The neighborhoods include the Ramat Shlomo, Ramot and Sanhedriya Jewish neighborhoods in West Jerusalem, while the rest are predominantly Arab sections in East Jerusalem.
Lion continued, “If we are imposed a general closure in order to eradicate the virus then we will all be mobilized, with all our might, with understanding and determination.
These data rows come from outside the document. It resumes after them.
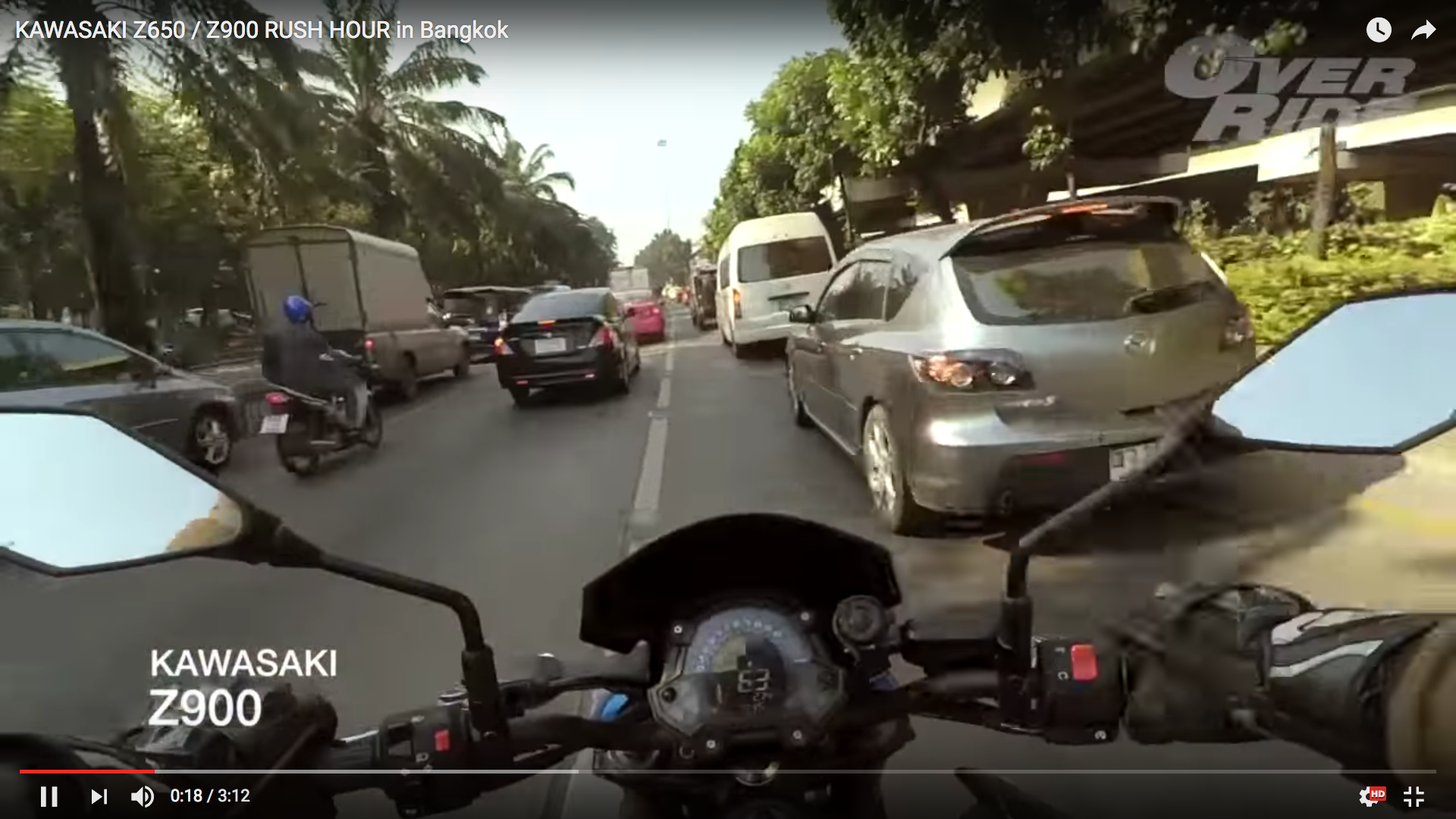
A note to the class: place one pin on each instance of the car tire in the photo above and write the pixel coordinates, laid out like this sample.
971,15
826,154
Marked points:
408,387
801,417
210,441
884,475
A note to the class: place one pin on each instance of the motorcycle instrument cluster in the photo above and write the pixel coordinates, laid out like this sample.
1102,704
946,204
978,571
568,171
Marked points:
743,673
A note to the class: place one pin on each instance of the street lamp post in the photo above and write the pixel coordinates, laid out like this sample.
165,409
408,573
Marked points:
667,188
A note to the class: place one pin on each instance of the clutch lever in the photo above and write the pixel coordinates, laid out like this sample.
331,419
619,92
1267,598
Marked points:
554,676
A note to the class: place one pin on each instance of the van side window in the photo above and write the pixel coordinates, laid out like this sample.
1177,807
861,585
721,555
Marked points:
903,278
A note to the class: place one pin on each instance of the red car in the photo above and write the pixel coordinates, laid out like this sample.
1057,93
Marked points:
645,314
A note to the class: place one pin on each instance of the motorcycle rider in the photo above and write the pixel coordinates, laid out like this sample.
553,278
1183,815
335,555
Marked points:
299,357
1375,691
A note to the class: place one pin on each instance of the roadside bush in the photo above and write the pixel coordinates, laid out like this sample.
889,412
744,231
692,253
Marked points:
1285,287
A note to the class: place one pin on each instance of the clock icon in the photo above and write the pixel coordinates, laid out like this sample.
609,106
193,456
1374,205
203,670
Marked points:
1378,30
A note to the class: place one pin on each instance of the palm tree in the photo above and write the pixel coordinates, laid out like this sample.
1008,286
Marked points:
384,118
93,76
526,174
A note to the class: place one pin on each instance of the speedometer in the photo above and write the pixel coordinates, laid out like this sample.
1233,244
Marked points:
743,668
737,639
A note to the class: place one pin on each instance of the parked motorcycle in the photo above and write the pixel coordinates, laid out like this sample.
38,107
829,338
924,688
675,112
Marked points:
308,428
748,654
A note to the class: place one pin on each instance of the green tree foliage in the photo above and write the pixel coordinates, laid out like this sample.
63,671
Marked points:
126,197
666,259
797,146
928,58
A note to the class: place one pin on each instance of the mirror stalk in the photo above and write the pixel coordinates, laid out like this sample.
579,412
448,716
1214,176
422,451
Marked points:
476,659
1014,632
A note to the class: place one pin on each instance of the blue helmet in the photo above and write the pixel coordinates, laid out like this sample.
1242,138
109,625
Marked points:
297,309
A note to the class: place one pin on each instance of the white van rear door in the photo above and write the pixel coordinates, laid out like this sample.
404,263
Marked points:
783,275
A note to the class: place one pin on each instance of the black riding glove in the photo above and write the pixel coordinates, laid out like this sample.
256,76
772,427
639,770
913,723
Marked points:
1239,664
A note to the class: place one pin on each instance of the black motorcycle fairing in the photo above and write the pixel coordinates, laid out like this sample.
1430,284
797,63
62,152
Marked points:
816,564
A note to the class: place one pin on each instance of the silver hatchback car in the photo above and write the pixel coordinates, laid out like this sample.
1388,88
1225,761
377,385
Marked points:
1017,362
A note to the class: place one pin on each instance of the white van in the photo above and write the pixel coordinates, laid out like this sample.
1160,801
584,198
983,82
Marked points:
766,267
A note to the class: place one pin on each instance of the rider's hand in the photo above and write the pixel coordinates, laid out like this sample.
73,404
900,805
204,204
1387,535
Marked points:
1237,664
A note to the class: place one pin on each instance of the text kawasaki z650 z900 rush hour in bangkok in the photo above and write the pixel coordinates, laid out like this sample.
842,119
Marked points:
752,651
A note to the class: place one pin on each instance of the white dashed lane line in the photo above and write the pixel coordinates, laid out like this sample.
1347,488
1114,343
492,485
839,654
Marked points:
654,460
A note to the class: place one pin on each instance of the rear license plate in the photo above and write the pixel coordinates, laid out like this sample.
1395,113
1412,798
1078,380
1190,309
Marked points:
1123,463
274,425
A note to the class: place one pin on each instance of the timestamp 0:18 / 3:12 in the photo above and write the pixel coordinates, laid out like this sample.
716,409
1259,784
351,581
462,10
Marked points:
206,796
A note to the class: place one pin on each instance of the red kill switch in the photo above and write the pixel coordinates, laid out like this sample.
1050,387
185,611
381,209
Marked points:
1084,662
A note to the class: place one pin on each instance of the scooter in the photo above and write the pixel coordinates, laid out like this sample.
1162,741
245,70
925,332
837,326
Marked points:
309,428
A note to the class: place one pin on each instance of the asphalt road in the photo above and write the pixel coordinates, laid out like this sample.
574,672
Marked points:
520,509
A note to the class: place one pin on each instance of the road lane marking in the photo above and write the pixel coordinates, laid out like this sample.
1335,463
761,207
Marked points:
650,482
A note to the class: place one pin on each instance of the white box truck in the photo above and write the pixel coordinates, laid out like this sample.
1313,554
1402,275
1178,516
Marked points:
370,297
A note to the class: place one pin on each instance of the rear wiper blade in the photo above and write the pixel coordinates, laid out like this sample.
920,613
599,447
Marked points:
1150,297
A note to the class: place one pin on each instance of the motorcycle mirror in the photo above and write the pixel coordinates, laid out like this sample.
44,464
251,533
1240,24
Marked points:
82,496
1370,376
1366,378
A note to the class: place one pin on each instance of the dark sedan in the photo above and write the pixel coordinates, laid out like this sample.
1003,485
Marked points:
568,337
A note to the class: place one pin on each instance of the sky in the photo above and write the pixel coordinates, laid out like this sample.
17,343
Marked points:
601,83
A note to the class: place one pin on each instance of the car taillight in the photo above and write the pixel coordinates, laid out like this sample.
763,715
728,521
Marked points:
974,371
1238,331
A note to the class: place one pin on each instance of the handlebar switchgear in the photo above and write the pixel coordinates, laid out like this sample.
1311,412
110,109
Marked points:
428,739
1082,691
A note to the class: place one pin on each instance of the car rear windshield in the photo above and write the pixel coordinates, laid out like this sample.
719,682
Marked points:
563,305
484,305
783,260
1082,267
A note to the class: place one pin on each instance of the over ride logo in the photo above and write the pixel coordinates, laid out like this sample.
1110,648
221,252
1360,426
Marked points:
1219,67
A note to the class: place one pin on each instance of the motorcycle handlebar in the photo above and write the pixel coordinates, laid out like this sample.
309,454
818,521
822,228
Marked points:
1074,695
557,736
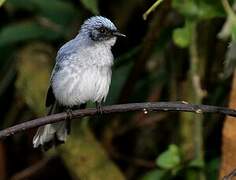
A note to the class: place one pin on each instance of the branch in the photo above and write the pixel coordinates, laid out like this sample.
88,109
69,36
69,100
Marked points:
145,107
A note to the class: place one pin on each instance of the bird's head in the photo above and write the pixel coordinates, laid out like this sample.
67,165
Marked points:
100,29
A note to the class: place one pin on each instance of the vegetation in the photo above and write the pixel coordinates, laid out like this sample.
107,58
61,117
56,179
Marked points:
184,50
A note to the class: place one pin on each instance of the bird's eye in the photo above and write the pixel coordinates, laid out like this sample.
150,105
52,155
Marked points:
102,30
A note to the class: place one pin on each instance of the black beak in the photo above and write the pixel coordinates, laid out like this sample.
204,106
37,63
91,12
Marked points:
118,34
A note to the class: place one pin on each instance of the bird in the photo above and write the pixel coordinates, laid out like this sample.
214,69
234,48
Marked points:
82,73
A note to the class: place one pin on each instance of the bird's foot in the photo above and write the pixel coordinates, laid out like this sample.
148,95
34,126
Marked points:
99,108
69,115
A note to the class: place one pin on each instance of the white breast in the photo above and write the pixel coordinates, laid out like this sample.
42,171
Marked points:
86,77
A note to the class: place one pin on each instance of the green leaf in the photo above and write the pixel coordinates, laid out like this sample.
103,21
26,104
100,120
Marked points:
195,9
58,11
154,175
1,2
91,5
182,36
19,32
169,159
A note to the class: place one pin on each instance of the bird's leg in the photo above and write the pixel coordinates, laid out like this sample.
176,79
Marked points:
99,108
69,115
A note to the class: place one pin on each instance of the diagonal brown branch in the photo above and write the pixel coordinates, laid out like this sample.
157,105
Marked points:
145,107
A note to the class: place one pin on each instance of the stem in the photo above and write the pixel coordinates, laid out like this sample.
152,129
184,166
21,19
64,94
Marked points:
144,107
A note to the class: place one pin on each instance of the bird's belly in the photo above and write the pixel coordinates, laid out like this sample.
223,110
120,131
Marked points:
91,84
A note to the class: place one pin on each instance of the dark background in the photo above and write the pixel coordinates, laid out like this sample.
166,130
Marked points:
180,53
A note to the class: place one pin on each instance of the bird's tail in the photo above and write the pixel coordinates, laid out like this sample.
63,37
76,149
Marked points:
51,134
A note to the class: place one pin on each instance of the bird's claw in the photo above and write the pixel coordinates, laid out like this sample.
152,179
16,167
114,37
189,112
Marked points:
99,108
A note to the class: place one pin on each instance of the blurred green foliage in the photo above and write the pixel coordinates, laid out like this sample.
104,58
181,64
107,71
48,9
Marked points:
189,47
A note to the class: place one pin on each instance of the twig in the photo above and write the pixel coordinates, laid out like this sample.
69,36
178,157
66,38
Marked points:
145,107
230,175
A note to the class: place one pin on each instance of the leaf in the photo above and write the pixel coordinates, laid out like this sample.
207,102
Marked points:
91,5
154,175
194,9
19,32
58,11
169,159
182,36
1,2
However, violating the freedom of movement of Jerusalem residents in a way that does not prevent the spread of the virus is neither proportionate nor effective. " 
He questioned the data behind the decision, writing that the data on the city was inaccurate as many of those confirmed as infected are in yeshivas in other cities and a "considerable amount" of infections have not been connected to specific neighborhoods.
Beit Shemesh Mayor Aliza Bloch wrote a similar letter on Tuesday, stating that the majority of cases recorded in the city were recorded in one yeshiva and that a considerable number of the other cases were in yeshivas outside of the city.

The Health Ministry said that the night curfews would be in effect until September 15, 2020. 
The list: 
 
1. Abu Snan
2. Umm al-Fahm
3. Shahamon neighborhood in Eilat
4. Elad
5. Gimel, Zayin and Het neighborhoods in Ashdod
6. Mitzpe Barnea, Ganei Barnea, Neot Barnea, Givat Zion and Karmei Tzion neighborhoods in Ashkelon
7. Buq'ata
8. Ramat Beit Shemesh Alef and Gimel and Menuha V'Nahala neighborhoods in Beit Shemesh
9. Bnei Brak
10. Beitar Illit
11. Nujeidat in Bu'eine Nujeidat
12. Baqa al-Gharbiyye
13. Julis
14. Jajulia
15. Jat
16. Daliyat al-Karmel
17. Ibtan
18. Taibe
19. Tira
20. Yafa an-Naseriyye
21. Kfar Ekev, Beit Hanina, Ramat Shlomo, Ramot, A-Tur, Issawiya, 'Anata, Shuafat and Sanhedriya neighborhoods in Jerusalem
22. Kisra
23. Kafr Bara
24. Kafr Manda
25. Kafr Qasim, except for the Lev Haaretz and Nof Haaretz industrial zones
26. Kafr Qara
27. Laqiya
28. Musheirifa and Salem
29. Nazareth
30. Netivot
31. Ein Mahil
32. Emanuel
33. Isfiya
34. Ar'ara
35. Fureidis
36. Qalansawe
37. Reineh
38. Rekhasim
39. Neot Yitzhak Rabin and Neot HaNeviim neighborhoods in Sderot
40. Shefa-'Amr

There were 3,425 people diagnosed with the novel coronavirus in the last day, the Health Ministry reported on Tuesday. Of the sick, 467 are in serious condition, including 134 who are intubated. 
There are 941 people being treated in the hospital. 
Two more people died overnight, bringing the death toll to 1,031.